Что Эрик Ингрид подарил?
Себя, свою любовь и Север.
Что помечталось королеве,
Всё Эрик Ингрид подарил.
И часто в рубке у перил
Над морем чей-то голос девий
Я слышу: «Он ей подарил
Себя, любовь свою и Север».

Август 1916
Им. Бельск



Эти стихи написаны признанным и обласканным Игорем Северяниным в 1916 году в возрасте 29 лет. К этому времени увидели свет его «Ананасы в шампанском» и «Громокипящий кубок» – сборники, шумный успех которых составил ему славу салонного поэта, воспевающего «красивости» и «изыски» великосветской и богемной жизни. За два года «Громокипящий кубок» выдержал семь изданий. Казалось, что автор сам заботится о своей славе, настойчиво раздувая её публичными выступлениями.


Мороженое из сирени

– Мороженое из сирени! Мороженое из сирени!
Полпорции десять копеек, четыре копейки буше.
Сударыни, судари, надо ль? не дорого – можно без прений…
Поешь деликатного, площадь: придётся товар по душе!

Я сливочного не имею, фисташковое всё распродал…
Ах, граждане, да неужели вы требуете крем-брюле?
Пора популярить изыски, утончиться вкусам народа,
На улицу специи кухонь, огимнив эксцесс в вирелэ!

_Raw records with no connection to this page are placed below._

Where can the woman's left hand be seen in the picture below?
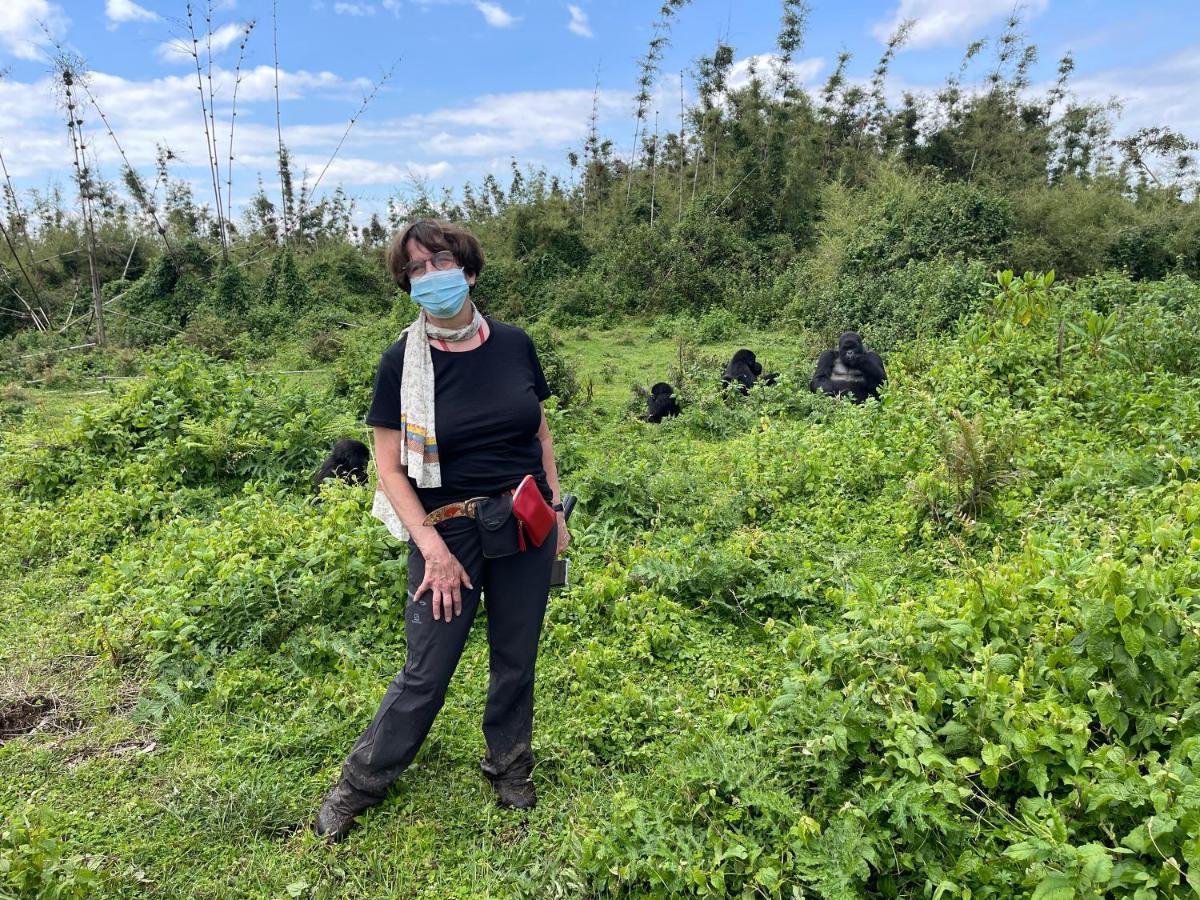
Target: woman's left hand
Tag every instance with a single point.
(564, 537)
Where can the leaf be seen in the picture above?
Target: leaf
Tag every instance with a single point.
(1027, 851)
(1097, 864)
(1122, 606)
(1055, 887)
(993, 754)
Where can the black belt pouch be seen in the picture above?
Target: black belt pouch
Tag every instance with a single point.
(497, 527)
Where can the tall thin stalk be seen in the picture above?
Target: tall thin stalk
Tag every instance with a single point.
(683, 144)
(132, 180)
(648, 70)
(233, 115)
(654, 165)
(354, 119)
(16, 208)
(209, 137)
(592, 145)
(213, 127)
(67, 73)
(279, 126)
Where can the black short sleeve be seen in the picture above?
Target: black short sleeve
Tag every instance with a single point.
(540, 388)
(487, 409)
(385, 401)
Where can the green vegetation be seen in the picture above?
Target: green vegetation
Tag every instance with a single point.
(945, 645)
(941, 646)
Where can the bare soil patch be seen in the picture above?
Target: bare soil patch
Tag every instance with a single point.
(27, 715)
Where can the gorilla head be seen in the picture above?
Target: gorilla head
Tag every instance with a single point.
(851, 371)
(850, 348)
(660, 403)
(743, 369)
(347, 460)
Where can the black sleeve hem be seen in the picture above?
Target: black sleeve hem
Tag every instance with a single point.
(383, 423)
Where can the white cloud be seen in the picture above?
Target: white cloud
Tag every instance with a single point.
(946, 22)
(496, 15)
(21, 27)
(127, 11)
(579, 23)
(179, 49)
(763, 64)
(1161, 93)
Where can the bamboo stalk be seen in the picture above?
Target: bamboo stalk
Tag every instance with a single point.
(210, 147)
(84, 180)
(654, 165)
(683, 145)
(233, 117)
(279, 126)
(366, 101)
(145, 205)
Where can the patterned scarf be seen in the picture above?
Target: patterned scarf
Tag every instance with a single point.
(419, 441)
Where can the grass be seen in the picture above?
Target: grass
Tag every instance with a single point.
(787, 660)
(208, 804)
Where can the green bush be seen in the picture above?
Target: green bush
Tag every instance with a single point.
(559, 372)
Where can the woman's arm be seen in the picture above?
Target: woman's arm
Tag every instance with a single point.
(547, 462)
(444, 574)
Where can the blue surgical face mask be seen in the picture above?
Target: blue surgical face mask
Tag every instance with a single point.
(441, 293)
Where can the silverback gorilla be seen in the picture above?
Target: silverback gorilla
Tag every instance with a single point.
(745, 370)
(347, 460)
(660, 403)
(851, 370)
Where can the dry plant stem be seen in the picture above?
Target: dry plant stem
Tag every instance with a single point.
(683, 145)
(213, 129)
(145, 207)
(233, 117)
(129, 259)
(208, 135)
(84, 181)
(279, 126)
(654, 161)
(37, 322)
(354, 119)
(29, 246)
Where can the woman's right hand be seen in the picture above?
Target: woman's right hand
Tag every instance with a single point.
(445, 577)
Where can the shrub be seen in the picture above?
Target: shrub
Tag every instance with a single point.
(559, 372)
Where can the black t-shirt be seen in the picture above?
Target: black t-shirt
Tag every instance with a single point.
(486, 403)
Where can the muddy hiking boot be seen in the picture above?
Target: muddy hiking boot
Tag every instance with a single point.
(340, 811)
(510, 778)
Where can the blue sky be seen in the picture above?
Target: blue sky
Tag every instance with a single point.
(479, 83)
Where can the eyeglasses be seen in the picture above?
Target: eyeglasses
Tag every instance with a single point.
(442, 261)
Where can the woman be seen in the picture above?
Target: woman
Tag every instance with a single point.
(457, 415)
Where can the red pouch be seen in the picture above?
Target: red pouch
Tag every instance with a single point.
(534, 516)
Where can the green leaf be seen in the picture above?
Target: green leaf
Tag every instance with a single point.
(1027, 851)
(1055, 887)
(1122, 606)
(1097, 864)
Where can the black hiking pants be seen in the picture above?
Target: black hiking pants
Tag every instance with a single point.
(516, 589)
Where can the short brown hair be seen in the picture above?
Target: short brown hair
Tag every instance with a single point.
(435, 235)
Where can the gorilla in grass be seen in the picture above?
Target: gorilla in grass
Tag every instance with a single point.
(744, 370)
(850, 371)
(347, 460)
(660, 403)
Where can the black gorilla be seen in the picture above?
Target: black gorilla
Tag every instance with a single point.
(347, 460)
(851, 370)
(660, 403)
(745, 370)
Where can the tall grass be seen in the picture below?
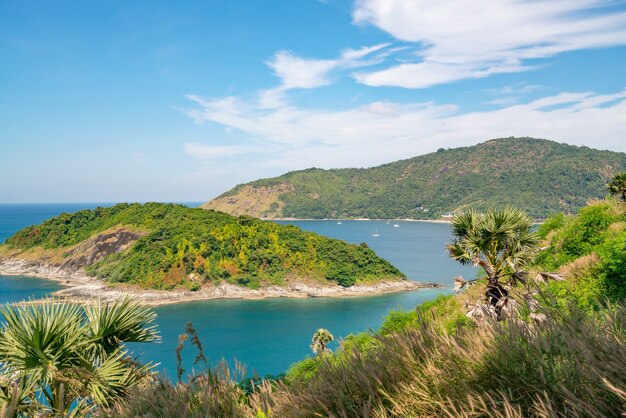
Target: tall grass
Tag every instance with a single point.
(571, 365)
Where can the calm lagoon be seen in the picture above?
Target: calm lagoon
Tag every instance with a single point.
(269, 335)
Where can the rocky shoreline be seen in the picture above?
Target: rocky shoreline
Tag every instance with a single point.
(79, 286)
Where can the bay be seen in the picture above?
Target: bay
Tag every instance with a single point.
(269, 335)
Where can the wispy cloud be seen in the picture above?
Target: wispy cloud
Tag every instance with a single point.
(296, 72)
(206, 152)
(456, 39)
(385, 131)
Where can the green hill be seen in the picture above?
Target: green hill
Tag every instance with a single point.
(165, 246)
(537, 175)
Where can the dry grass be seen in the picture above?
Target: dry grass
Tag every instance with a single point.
(570, 366)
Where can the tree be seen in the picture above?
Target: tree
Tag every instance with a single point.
(501, 242)
(617, 186)
(320, 341)
(56, 356)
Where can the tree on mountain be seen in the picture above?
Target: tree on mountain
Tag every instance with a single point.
(501, 242)
(56, 357)
(617, 186)
(320, 341)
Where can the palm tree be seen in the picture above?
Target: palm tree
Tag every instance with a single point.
(617, 186)
(56, 356)
(501, 242)
(320, 341)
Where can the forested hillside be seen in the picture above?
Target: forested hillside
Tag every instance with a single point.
(164, 246)
(536, 175)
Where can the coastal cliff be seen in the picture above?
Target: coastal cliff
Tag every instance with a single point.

Сирень – сладострастья эмблема. В лилово-изнеженном крене
Зальдись, водопадное сердце, в душистый и сладкий пушок…
Мороженое из сирени, мороженое из сирени!
Эй, мальчик со сбитнем, попробуй! Ей-богу, похвалишь, дружок!

1912
Сентябрь



Люди недальновидные, никогда не ступающие дальше своего «я», говорят о вещах сиюминутных – о том же, о чём когда-либо говорит всякий поэт, ведь не одними же возвышенными сферами занята его творческая натура. Но разговор этот по существу носит разный характер. В одном случае, он обыкновенно банален, если не обращается в откровенную пошлость. В другом – «трагедия жизни претворяется в грёзофарс».
Мир исполнен поэзией как красотой: надо только уметь видеть её. Поэзия в солнце и дожде, в каждом стебельке под солнцем или дождём, – она и в каждом творении человеческих рук, – но это не сам стебелёк, дождь, солнце или рукотворное чудо. Поэзия – живая душа предметов: надо только уметь слышать её.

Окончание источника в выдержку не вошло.